State charges trace back to Elm Street standoff

The state case against Jackson tracks back to a tense standoff in May 2024 on the 1000 block of Elm Street in Weldon, when authorities say someone inside a home opened fire on officers as they executed a search warrant, according to WRAL. No officers were killed, but the incident quickly escalated from routine warrant service to barricade situation.

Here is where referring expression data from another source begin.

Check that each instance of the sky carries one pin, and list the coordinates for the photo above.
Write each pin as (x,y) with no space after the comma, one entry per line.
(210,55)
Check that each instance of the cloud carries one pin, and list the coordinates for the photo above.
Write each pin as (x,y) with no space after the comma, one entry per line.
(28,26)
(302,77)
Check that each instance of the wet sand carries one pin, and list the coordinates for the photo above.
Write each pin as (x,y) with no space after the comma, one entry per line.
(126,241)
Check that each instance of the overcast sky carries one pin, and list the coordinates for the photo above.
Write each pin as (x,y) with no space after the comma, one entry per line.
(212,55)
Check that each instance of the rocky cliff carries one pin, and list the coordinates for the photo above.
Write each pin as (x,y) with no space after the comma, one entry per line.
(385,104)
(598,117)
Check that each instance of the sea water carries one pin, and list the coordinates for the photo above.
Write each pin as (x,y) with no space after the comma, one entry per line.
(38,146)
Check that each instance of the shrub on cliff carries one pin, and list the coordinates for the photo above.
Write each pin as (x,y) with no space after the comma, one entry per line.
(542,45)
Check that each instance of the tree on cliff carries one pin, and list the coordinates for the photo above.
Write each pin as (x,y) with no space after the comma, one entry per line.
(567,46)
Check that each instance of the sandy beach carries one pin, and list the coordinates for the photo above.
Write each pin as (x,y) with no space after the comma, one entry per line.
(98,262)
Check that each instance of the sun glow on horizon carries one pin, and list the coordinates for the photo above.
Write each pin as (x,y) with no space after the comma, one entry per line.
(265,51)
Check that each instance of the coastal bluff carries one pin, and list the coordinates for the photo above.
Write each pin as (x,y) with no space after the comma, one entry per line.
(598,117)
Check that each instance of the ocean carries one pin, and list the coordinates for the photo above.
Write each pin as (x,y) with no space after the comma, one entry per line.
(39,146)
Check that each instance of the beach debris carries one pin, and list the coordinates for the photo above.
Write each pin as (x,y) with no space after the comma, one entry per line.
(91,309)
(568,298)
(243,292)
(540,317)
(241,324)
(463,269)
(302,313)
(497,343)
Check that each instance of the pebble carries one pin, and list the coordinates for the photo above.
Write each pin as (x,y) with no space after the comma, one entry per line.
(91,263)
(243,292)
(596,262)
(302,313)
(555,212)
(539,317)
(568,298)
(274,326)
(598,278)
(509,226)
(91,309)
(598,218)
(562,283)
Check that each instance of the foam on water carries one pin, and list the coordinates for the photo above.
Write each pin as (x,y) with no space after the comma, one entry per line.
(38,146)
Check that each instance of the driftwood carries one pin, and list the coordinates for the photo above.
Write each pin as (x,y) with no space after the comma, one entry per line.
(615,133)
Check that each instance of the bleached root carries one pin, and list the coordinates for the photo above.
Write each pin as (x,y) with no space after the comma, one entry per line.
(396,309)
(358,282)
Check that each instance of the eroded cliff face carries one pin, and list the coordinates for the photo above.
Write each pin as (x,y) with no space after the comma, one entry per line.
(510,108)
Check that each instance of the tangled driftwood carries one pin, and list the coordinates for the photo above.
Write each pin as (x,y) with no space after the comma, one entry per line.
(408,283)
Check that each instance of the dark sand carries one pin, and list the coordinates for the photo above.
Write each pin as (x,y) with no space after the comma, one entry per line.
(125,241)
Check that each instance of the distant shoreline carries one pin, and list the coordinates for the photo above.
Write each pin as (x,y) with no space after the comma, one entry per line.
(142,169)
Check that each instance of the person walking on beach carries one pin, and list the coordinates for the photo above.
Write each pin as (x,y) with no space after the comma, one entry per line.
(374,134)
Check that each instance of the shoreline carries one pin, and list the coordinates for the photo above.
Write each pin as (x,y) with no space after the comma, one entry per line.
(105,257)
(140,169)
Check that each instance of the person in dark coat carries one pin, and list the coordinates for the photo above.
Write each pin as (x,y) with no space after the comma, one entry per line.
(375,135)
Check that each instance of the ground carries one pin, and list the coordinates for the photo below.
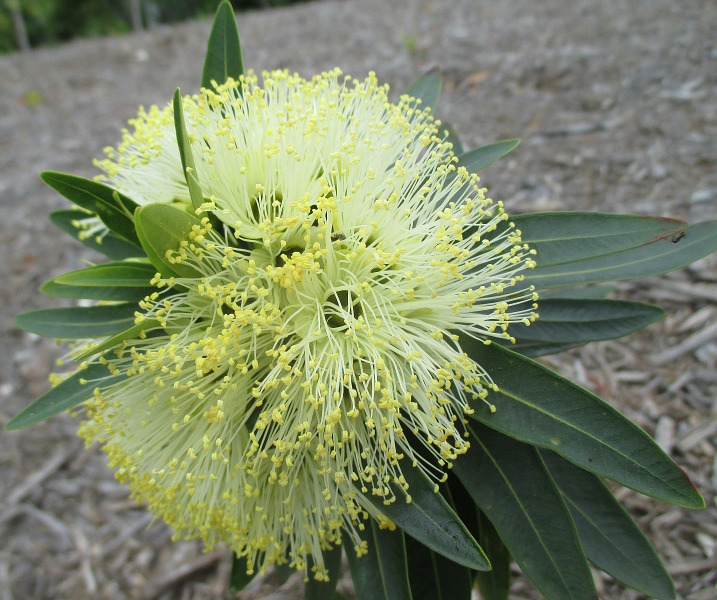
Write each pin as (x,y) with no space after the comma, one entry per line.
(615,102)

A federal ATF complaint later described agents serving a warrant at 1004 Elm Street and recovering two firearms from the residence, including a Pioneer Arms HELLPUP that agents traced through interstate commerce, as reported earlier by RRSpin. State prosecutors followed with a slate of serious charges that include multiple counts of attempted first‑degree murder and assault with a deadly weapon, all tied to the alleged gunfire at law enforcement officers.

What’s next

For now, Jackson’s federal arraignment remains set for August 31, 2026, while the separate Halifax County case continues on its own track. The federal count accuses him of receiving a firearm while under indictment. That conduct falls under 18 U.S.C. § 922, with criminal penalties laid out in 18 U.S.C. § 924, according to Cornell Law School and Cornell Law School. If convicted, Jackson could be looking at a federal prison sentence on top of whatever happens in state court.

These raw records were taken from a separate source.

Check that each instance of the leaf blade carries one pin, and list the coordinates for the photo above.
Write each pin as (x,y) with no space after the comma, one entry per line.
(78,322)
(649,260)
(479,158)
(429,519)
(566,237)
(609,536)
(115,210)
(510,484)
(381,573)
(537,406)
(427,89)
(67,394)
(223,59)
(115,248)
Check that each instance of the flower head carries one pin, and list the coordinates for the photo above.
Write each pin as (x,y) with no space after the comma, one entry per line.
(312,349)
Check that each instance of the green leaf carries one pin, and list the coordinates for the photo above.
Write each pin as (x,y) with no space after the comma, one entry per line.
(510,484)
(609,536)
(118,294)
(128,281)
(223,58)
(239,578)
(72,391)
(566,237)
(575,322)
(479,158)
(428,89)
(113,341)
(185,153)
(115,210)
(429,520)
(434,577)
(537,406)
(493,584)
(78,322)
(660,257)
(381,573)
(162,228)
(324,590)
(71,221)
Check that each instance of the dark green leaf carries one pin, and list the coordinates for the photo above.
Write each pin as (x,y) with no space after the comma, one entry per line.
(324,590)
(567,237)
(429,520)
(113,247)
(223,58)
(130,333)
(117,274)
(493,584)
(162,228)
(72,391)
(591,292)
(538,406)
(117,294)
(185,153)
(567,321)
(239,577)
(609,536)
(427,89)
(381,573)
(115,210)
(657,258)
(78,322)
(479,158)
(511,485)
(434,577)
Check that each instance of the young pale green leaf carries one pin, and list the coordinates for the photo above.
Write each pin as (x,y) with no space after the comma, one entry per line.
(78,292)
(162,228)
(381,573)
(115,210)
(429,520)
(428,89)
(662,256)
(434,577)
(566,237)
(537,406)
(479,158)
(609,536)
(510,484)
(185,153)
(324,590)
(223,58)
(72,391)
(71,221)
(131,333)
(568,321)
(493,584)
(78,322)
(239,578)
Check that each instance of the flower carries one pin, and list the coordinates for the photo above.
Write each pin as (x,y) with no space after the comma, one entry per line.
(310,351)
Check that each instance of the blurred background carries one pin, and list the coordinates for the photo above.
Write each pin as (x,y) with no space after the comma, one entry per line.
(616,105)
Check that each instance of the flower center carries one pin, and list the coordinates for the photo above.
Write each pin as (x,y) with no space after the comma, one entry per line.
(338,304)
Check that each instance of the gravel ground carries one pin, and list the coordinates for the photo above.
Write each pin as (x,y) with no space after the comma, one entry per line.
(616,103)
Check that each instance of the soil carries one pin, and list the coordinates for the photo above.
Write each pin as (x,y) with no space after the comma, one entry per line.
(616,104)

Local prosecutors can continue to pursue the state attempted murder and assault counts independently of the federal case, so Jackson potentially faces separate exposure in two court systems if juries or judges ultimately find him guilty.

Legal context

Under North Carolina law, attempted first‑degree murder is treated as an attempt to commit a Class A felony, which is generally punished one class lower under G.S. 14‑2.5, according to the North Carolina General Assembly. Felonious assaults involving deadly weapons against emergency workers are charged under G.S. 14‑32, as set out by the North Carolina General Assembly.

Combined, those statutes allow for multi‑year prison terms if convictions are secured. Judges in both state and federal court are expected to weigh the sealed psychiatric material when deciding whether Jackson is fit to proceed at each stage and, if it comes to that, when considering possible sentencing.